News and notes from around the interweb:
- The next time your airline tells you to be excited about their investment in biometric boarding, remember this is about government tracking you not the airline helping you. The ACLU is suing over an FBI program to track everyone’s faces.
The FBI is currently collecting data about our faces, irises, walking patterns, and voices, permitting the government to pervasively identify, track, and monitor us. The agency can match or request a match of our faces against at least 640 million images of adults living in the U.S.
…For instance, the FBI recently claimed to Congress that the agency does not need to demonstrate probable cause of criminal activity before using its face surveillance technology on us.
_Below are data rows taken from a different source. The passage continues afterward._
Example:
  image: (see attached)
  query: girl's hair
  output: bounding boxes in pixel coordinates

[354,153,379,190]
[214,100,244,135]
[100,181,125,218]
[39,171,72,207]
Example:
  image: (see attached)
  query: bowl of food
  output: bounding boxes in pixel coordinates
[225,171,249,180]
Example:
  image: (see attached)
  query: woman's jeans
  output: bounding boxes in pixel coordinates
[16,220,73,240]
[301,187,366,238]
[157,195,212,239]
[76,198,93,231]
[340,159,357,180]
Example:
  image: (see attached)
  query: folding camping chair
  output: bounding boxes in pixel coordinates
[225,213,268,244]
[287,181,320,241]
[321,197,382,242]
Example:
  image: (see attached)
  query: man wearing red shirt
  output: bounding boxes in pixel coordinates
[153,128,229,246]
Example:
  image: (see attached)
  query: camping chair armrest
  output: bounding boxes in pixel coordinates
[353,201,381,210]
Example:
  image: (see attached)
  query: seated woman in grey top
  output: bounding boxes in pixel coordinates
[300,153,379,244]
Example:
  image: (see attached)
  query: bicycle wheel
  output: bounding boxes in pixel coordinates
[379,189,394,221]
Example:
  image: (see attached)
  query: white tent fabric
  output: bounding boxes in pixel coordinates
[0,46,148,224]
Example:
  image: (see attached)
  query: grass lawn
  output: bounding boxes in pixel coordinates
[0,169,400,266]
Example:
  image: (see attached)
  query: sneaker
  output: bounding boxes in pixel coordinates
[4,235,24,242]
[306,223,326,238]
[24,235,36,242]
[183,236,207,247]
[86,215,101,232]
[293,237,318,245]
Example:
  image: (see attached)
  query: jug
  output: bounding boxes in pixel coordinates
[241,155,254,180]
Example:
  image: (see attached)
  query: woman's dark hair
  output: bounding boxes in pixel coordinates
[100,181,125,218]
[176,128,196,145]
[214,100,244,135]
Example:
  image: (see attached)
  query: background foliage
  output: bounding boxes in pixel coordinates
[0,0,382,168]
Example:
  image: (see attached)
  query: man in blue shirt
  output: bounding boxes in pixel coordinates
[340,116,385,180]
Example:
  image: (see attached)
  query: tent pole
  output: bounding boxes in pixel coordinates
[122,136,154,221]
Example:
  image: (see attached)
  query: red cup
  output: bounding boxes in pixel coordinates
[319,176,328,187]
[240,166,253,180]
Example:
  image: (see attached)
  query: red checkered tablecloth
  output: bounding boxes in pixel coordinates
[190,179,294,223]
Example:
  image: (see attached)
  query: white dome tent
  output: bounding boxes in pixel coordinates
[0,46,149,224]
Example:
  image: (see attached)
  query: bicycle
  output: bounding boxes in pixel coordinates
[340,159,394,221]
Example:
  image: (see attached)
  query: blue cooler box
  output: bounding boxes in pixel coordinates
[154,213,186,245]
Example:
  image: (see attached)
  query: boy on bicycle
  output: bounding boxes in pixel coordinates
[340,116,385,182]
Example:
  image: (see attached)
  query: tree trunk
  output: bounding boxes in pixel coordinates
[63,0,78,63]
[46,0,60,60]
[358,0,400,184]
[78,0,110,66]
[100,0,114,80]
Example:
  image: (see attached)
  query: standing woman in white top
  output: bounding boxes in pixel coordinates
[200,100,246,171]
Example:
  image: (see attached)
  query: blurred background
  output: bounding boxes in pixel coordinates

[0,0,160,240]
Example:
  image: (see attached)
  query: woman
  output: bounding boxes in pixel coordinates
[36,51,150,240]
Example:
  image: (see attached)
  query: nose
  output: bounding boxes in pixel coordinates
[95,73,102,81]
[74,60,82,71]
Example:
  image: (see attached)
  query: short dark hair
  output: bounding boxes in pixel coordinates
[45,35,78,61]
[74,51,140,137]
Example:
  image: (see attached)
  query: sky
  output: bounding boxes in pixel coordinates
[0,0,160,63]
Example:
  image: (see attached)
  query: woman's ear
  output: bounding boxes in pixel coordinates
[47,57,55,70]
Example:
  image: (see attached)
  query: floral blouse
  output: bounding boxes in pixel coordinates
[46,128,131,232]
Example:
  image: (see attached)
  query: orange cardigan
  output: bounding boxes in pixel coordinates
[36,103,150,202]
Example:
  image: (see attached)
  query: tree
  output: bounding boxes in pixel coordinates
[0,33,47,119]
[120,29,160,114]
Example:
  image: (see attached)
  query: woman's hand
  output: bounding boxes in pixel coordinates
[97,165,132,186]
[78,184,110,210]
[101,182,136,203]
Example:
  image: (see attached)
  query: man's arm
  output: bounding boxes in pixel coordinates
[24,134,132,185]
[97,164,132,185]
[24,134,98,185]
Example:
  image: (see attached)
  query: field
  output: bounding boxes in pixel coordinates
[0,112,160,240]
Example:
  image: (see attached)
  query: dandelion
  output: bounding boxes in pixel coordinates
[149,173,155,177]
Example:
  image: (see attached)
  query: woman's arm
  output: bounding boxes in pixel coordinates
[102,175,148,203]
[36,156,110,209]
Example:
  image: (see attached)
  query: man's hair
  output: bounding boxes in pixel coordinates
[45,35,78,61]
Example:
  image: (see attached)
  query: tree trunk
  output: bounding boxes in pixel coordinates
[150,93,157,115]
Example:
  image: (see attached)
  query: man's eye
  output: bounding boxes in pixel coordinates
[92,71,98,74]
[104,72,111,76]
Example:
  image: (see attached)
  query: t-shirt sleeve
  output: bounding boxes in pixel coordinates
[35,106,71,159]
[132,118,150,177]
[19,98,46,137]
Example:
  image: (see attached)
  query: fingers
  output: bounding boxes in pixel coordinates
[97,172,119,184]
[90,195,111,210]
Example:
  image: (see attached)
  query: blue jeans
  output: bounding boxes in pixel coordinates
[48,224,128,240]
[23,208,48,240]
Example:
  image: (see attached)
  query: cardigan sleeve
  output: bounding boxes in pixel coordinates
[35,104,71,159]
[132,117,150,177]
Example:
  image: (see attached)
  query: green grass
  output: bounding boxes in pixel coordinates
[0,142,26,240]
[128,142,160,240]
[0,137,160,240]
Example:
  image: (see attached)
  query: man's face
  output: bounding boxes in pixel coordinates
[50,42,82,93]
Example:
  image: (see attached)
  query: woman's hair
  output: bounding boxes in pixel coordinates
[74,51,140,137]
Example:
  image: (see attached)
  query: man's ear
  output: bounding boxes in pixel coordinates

FBI witnesses at a recent hearing also could not confirm whether the agency is meeting its constitutional obligations to inform criminal defendants when the agency has used the tech to identify them. The failure to inform people when face recognition technology is used against them in a criminal case, or the failure to turn over robust information about the technology’s error rates, source code, and algorithmic training data, robs defendants of their due process rights to a fair trial.
- 3 in 4 female business travelers report being harassed during work trips
- Facebook shuts down Airbnb guest blacklisting group and investigates another group meant for shaming guests.
In nominally private Facebook groups such as Airbnb Host Community — Vent, Recommend, and Discuss, and Airbnb Guests Blacklist, hosts post photos with full names of guests behaving badly or those whom they consider to be problems. They also rant about not wanting to rent to guests who are Chinese, people who are more than 70 years old, retired women travelers, and other groups, for example.
- Willie Walsh, CEO of British Airways parent company IAG, plans to step down within the next two years. Customers and employees alike rejoice.
- Some airlines are charging to use the power outlet at your seat
- Alitalia has been Delta’s for the taking and they’ve been tempted but so far the deal has been too stinky to touch. Now Lufthansa says they’d be willing to come back in with up to 200 million euros – but the kicker, as always, is that they won’t do the deal without union concessions. The unions kill this airline every time, and the government lacks credibility to say if the unions don’t relent they’ll stop pumping in government subsidies.
Copyright: jvdwolf / 123RF Stock Photo
Meh. My paperback book requires neither power nor seatback IFE.
What will be the rate for the air we breathe during a flight….and will there be an opt-out option…..?
Rather than nickel and diming passengers, they should just roll it into a package and charge a mandatory resort fee at the boarding gate.
Apparently ~10% of passengers pay for Wi-Fi on a plane, so a similar amount would pay for power. At $10/flight that’s an easy $3k/flight, or $12k/day or a cool $4.5 million per year/plane.
Yeah, that’s a long overdue fee for the nickle-and-diming airlines.
@Jake: I don’t see your math here. With about 150 pax on a narrow body at capacity, a $10 charge and a 10% take rate, that comes to about $150/flight, $600/day/plane assuming 4 turns daily.
But, where it gets interesting is on a system-wide basis for a large carrier like Delta. Delta’s p.r. department says they operate over 5K flights/day. At $150/flight, that’s ancillary revenue of $750K per day system-wide, not subject to the 7.5% excise tax on fares).
The question is the cost of implementation, installation, certification by FAA, crew-training and ongoing repairs against this revenue stream. If one assumes 4 turns/plane/day, system costs of $350K/plane upfront for implementation compel a 2 year payback. This would not include the out of service time for installation and any downtime repairs.
Seems like a very close management question to me. And if it ticks off pax, it’s no longer close.